Let $E$ be the subspace of $\mathbb{R}^{n+1}$ for which the coordinates sum to $0$ and let $\Phi$ be the set of vectors in $E$ of length $\sqrt{2}$ and which are integers vectors.
It is known that $\Phi$ is a root system of finite type $A_n$. One choice of simple roots expressed in the standard basis is: $\alpha_i=e_i-e_{i+1}$, for $1\leq i \leq n$. The reflection w.r.t. $\alpha_i$ permutes the subscripts $i, i+1$ and leaves all other subscripts fixed. Thus $\sigma_{\alpha_i}$ corresponds to the transposition $(i,i+1)$ in the symmetric group $S_n$. These transpositions generate $S_{n+1}$, so we obtain a natural isomorphism of the Weyl group $W_{\Phi}$ corresponding to the root system $\Phi$ onto $S_{n+1}$.
The first question is the following:
In order to compute all the elements of $W_{\Phi}$, can I just express each element of $S_{n+1}$ in terms of the adjacent transpositions and then use the bijection to map it to the element (reduced word in simple reflections) in $W_{\Phi}$?

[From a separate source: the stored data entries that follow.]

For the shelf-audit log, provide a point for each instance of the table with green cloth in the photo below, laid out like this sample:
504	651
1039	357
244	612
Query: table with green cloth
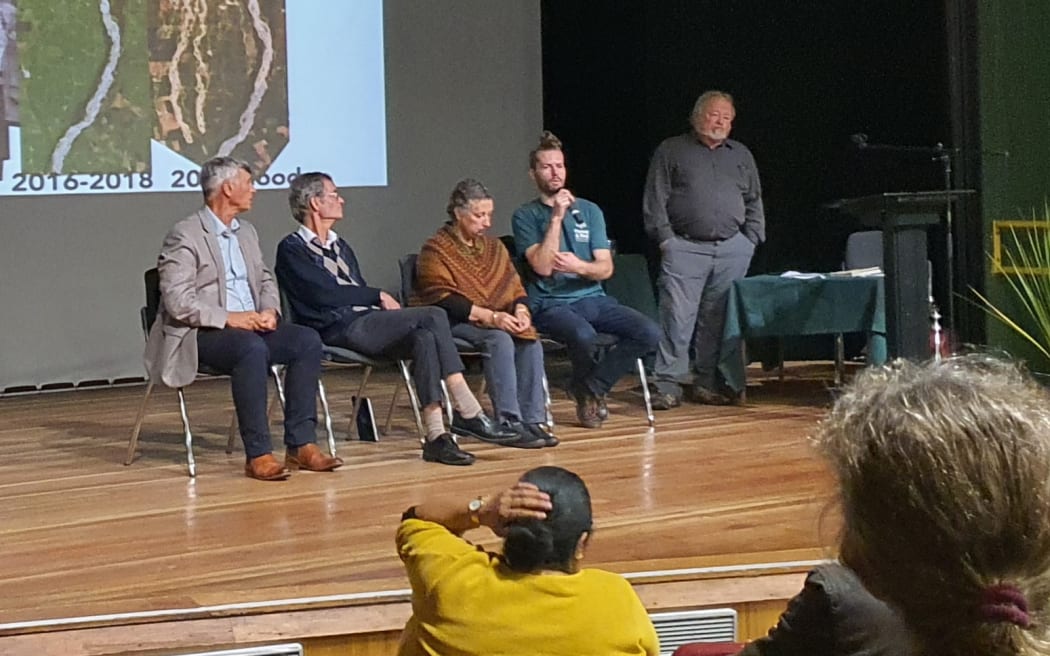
777	307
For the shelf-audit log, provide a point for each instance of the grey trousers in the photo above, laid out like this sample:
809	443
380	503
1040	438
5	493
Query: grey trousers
694	283
418	333
513	372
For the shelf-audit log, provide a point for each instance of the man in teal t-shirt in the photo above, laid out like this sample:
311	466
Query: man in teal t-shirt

Also, in wiki entry on Weyl groups I read that the Weyl group for $A_n$ is the permutation group on $n+1$.
Probably a silly question, but why don't they just say symmetric group instead of permutation group? What is the distinction here?
First question: Yes.
Second question: I've heard both names used. I guess by "permutation group" people might more generally mean a subgroup of some $S_m$ in some contexts, but in this case, it's definitely the "full" permutation group / symmetric group $S_{n+1}$. (By the way I think your term "symmetry group" is also non-standard, as it refers to the group of all symmetries of a geometric object. Incidentally, the symmetry group of the root system $A_{n}$ is larger than its Weyl group for $ n\ge 2$.)